Thursday 29 April 2021

Tempus fugit, amor manet*

Yesterday marked twenty years and four weeks since I retired, and decided I’d rather be bald than balding.  It also marked twenty years exactly since I took a trip to Brighton for a professional head shave, on the recommendation and in the company of a fellow member of the Yahoo Bald by Choice group.  I had joined said group after early experiments had proved somewhat bloody, and hoped to get recommendations from fellow baldies as to suitable razor blades.  We had a nice day out, a reasonably good shave apiece and a beer with the late Barbara, to whom I’d offered to bring a shrub for her little a courtyard garden.  I’m talking about Martyn, of course: we met the following week for a meal roughly half way between our homes, and found that there was rather more between us than a shared interest in being bald by choice.  A year or so later we exchanged rings (sitting in Martyn’s old red Peugeot in Brighton station car park...), and when the law changed we made honest men of each other.  

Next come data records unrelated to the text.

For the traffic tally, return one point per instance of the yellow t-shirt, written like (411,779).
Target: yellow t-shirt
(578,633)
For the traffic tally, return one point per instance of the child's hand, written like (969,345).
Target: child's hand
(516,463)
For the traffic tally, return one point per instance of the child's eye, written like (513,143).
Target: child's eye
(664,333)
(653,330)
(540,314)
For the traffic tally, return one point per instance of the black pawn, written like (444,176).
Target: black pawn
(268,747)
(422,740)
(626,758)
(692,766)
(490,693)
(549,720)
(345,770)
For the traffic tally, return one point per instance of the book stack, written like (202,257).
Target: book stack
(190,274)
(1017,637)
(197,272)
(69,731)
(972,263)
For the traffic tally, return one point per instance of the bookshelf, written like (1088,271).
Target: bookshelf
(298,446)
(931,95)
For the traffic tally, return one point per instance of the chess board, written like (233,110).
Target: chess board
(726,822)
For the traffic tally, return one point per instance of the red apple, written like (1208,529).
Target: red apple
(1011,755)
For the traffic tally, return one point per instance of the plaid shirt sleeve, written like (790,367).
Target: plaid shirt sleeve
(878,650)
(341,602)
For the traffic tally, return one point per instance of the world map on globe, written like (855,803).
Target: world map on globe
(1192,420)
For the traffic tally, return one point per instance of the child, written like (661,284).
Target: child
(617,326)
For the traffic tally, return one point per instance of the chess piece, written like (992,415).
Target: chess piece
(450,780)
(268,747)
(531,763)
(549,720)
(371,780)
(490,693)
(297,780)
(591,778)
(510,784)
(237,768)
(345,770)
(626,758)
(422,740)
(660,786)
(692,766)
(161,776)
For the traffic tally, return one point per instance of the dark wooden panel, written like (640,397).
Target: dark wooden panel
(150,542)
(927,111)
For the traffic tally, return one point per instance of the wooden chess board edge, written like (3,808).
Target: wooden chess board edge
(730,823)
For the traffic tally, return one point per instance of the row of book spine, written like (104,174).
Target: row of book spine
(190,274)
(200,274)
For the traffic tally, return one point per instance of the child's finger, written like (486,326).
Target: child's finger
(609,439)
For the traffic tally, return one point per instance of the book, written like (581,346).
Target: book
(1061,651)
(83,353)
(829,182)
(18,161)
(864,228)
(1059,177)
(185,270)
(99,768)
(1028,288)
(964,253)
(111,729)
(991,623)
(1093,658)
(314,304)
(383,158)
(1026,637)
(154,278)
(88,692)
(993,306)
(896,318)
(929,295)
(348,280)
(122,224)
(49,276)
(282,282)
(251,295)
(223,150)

Much has happened in the intervening years.  Martyn took a good degree from the University of Kent and embarked on a new career in teaching at secondary and further/higher education levels.  And he retired from that ten years ago.  I embarked on a new (if unpaid) career in criminal justice, joining the local bench.  I retired from that last year: a little early, so as to avoid an unnecessary infection risk.  For the last ten years I usually sat in the middle chair at court, and think that my colleagues and I faithfully carried out our judicial oath to do right to all manner of people, without fear or favour, affection or ill will, though with some of the bonny dearies we encountered, the last bit was sometimes difficult.  It was a rewarding experience, occasionally distressing, often quite amusing, and latterly very boring, largely spent drinking tea in the retiring room while the parties tried to make progress despite the utter chaos in the prosecution service.  I made a few life-long friends in the process, and don’t miss the court sittings - still less the winter drives home from the county town after dark on wet roads.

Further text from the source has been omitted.